I had just stretched out on the couch, hoping to watch some sports news or something that would shut off the parts of my brain the vodka hadn't reached. Halyna came padding out of the bedroom in her socks, pulled on a hoodie, and went outside to smoke a cigarette. I had just decided that college football must be the second most over-discussed sport in the world—after golf, of course, which has no serious competitors—when Halyna came back through the door with a very weird look on her face.

“Do you know bats?” she asked.

It took me a moment to shift gears, but the baseball season was long over. “Bats? Like flying rodents?”

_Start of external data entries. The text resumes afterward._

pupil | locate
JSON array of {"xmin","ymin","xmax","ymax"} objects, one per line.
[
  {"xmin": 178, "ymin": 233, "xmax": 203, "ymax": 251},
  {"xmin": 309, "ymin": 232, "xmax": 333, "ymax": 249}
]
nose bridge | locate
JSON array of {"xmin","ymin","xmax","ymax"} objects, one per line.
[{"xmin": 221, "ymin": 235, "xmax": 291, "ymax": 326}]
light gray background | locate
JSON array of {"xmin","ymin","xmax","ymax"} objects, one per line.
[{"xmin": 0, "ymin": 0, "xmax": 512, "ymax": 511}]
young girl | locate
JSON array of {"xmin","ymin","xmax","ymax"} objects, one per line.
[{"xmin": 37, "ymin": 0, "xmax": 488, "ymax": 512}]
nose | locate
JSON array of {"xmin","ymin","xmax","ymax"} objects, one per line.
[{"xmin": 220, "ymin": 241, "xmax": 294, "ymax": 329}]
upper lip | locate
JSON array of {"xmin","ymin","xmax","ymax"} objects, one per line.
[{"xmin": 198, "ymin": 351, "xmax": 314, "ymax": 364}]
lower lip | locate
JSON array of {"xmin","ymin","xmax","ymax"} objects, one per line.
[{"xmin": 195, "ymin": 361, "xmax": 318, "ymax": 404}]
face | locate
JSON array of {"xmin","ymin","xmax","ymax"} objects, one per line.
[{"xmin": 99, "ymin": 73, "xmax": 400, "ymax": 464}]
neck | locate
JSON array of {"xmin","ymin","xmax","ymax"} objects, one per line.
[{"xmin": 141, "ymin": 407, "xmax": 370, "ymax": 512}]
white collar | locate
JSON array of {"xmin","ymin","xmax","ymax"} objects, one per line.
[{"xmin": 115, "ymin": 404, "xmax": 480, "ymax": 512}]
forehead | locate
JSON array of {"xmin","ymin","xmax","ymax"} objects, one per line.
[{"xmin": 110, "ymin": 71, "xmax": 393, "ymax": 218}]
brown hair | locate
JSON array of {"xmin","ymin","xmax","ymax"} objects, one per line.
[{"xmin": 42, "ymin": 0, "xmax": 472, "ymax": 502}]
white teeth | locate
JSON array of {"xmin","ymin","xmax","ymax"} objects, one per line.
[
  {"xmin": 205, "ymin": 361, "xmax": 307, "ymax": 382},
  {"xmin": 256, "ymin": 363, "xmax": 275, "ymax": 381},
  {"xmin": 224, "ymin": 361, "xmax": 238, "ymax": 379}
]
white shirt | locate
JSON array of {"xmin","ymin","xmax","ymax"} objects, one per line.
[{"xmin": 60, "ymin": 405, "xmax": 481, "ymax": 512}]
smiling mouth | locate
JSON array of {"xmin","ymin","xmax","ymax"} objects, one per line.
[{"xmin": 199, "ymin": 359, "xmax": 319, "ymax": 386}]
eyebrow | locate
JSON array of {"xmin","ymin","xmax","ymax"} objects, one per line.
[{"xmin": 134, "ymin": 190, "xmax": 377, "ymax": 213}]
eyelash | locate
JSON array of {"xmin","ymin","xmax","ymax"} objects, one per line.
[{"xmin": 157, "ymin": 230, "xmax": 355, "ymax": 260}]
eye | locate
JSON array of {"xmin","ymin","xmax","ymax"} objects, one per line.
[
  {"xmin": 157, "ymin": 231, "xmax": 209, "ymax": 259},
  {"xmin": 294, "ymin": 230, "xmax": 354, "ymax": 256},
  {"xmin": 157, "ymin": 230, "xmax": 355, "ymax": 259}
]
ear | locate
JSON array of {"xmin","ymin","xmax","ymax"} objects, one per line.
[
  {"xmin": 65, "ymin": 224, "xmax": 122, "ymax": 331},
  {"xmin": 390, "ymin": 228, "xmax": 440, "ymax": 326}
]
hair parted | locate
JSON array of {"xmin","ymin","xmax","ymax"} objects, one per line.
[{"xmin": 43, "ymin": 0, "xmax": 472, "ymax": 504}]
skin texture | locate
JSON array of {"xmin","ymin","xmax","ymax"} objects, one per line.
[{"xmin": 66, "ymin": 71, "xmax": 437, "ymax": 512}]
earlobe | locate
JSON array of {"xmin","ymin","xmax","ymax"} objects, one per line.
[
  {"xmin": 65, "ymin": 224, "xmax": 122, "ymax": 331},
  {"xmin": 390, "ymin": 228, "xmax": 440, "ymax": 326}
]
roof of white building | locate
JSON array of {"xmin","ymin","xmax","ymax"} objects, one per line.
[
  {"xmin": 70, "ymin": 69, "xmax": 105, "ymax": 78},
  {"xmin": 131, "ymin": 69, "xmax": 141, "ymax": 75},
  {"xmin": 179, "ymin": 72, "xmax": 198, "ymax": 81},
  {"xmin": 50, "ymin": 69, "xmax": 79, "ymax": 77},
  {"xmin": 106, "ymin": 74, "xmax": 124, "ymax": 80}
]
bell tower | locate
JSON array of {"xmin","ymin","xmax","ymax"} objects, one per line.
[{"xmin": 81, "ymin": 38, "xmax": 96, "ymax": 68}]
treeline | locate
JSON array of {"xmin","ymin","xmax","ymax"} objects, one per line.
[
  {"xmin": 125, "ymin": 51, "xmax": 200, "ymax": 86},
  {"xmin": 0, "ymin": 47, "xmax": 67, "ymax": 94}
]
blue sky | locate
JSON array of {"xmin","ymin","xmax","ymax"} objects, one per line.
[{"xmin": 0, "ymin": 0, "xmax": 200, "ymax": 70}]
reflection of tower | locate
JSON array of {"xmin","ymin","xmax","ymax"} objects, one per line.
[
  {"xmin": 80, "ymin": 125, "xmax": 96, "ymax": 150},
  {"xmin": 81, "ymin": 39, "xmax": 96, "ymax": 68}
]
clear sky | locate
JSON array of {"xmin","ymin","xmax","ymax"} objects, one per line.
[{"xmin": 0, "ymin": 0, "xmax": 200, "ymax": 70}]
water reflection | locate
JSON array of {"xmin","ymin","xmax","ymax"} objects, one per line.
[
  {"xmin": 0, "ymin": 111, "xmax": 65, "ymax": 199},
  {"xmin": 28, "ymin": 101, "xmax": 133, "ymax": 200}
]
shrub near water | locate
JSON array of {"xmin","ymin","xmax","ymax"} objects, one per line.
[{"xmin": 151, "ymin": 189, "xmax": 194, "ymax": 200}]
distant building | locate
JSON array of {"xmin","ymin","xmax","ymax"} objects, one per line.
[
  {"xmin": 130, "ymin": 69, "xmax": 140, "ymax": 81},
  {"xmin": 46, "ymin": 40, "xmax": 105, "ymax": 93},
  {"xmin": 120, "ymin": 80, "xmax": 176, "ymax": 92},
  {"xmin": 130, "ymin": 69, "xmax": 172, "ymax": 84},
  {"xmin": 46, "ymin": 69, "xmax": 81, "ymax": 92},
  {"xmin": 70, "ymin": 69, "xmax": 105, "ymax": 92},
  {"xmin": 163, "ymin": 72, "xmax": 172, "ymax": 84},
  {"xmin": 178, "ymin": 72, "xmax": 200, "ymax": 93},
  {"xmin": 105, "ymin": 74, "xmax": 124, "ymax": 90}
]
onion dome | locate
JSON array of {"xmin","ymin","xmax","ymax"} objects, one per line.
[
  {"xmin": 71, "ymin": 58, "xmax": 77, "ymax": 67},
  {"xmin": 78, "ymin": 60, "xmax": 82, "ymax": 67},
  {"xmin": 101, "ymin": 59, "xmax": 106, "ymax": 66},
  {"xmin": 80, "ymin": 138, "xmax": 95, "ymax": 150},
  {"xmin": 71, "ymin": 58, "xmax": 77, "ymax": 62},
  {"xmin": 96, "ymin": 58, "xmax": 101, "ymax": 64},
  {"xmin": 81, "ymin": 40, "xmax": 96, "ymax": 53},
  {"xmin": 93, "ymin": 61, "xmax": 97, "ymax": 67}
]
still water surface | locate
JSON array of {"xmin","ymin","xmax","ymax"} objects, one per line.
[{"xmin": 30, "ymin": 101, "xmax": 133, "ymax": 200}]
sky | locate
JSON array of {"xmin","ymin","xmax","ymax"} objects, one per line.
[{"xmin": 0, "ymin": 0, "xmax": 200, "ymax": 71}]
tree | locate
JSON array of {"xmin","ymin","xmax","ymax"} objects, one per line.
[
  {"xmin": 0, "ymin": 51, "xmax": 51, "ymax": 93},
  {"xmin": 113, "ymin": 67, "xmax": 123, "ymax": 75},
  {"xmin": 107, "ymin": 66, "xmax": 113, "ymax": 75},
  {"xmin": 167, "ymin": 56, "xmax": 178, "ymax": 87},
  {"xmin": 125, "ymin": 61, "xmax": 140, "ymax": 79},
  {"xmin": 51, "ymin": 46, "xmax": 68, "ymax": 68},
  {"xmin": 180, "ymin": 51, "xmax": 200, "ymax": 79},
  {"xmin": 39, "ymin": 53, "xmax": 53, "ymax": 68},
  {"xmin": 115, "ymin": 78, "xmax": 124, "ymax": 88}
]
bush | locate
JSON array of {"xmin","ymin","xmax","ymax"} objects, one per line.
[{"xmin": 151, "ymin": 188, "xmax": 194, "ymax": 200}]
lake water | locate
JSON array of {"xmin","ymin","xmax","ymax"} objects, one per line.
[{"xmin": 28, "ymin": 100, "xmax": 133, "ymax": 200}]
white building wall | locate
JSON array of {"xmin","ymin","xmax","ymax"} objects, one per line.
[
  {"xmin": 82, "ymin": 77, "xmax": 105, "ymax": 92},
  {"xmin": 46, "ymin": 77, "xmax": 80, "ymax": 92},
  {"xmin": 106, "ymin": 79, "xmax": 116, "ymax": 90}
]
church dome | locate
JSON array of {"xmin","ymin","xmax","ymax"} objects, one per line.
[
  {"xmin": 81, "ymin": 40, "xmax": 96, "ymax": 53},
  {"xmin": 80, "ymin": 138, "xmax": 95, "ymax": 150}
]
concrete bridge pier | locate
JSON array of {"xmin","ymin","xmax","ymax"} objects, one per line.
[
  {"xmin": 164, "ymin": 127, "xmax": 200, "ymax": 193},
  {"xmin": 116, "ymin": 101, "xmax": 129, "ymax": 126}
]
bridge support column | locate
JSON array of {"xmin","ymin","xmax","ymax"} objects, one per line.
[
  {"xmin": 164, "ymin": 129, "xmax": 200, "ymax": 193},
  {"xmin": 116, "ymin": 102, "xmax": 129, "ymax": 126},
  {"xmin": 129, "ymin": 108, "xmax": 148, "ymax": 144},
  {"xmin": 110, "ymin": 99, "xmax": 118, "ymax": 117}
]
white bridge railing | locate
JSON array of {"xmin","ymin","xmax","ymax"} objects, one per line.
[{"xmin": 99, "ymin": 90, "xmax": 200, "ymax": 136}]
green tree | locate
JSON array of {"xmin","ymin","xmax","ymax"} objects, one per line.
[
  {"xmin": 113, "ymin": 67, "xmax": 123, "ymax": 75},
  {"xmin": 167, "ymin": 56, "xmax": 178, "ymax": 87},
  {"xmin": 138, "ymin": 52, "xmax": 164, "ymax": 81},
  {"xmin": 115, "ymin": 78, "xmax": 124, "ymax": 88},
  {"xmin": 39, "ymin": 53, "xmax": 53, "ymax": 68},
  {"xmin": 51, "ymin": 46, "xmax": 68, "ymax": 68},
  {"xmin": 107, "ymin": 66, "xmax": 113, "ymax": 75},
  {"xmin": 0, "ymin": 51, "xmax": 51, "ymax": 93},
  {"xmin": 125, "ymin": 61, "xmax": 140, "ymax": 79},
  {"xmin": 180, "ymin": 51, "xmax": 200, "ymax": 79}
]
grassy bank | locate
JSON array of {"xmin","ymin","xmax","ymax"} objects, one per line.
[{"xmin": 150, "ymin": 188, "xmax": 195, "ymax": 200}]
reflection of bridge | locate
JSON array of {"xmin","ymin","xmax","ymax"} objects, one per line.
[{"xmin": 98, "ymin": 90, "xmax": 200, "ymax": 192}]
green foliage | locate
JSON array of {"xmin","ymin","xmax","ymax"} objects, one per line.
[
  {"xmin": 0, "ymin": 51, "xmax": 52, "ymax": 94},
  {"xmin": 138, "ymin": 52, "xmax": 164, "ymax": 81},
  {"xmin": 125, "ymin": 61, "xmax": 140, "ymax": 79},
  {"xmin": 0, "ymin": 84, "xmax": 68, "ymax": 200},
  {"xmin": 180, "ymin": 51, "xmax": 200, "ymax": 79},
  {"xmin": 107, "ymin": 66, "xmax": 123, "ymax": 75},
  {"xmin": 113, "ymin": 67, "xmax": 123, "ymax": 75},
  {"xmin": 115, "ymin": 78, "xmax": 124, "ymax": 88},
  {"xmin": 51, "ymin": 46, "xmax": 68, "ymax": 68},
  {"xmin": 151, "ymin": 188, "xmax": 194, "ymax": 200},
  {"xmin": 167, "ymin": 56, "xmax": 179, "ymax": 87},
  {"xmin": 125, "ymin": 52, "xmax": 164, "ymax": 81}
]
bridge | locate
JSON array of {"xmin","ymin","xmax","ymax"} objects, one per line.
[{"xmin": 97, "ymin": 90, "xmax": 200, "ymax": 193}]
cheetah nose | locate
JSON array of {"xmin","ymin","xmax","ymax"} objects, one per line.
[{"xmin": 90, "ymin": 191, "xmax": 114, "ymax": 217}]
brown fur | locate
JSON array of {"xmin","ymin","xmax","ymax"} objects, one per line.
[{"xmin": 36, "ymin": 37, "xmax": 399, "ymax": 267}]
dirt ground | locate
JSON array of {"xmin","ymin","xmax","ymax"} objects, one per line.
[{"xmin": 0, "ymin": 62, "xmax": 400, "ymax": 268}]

“Yes. Bats. Do you know them?”

“I know a little bit about them. Why? Did you see one outside?” I thought maybe she'd found an injured or sick one and was about to warn her about rabies, but the expression on her face was weirder than that. “What's going on?”

“There is . . . bat on the fence. I think. And it is talking.”

For a full two seconds I literally couldn't figure out what she was saying, what bizarre wrong-turn in her mental Ukrainian-English dictionary had taken her so far down the road to impossibility—then I suddenly realized what was going on. I leaped up and rushed to the door, pushing past her in my hurry. She followed me out into the apartment courtyard.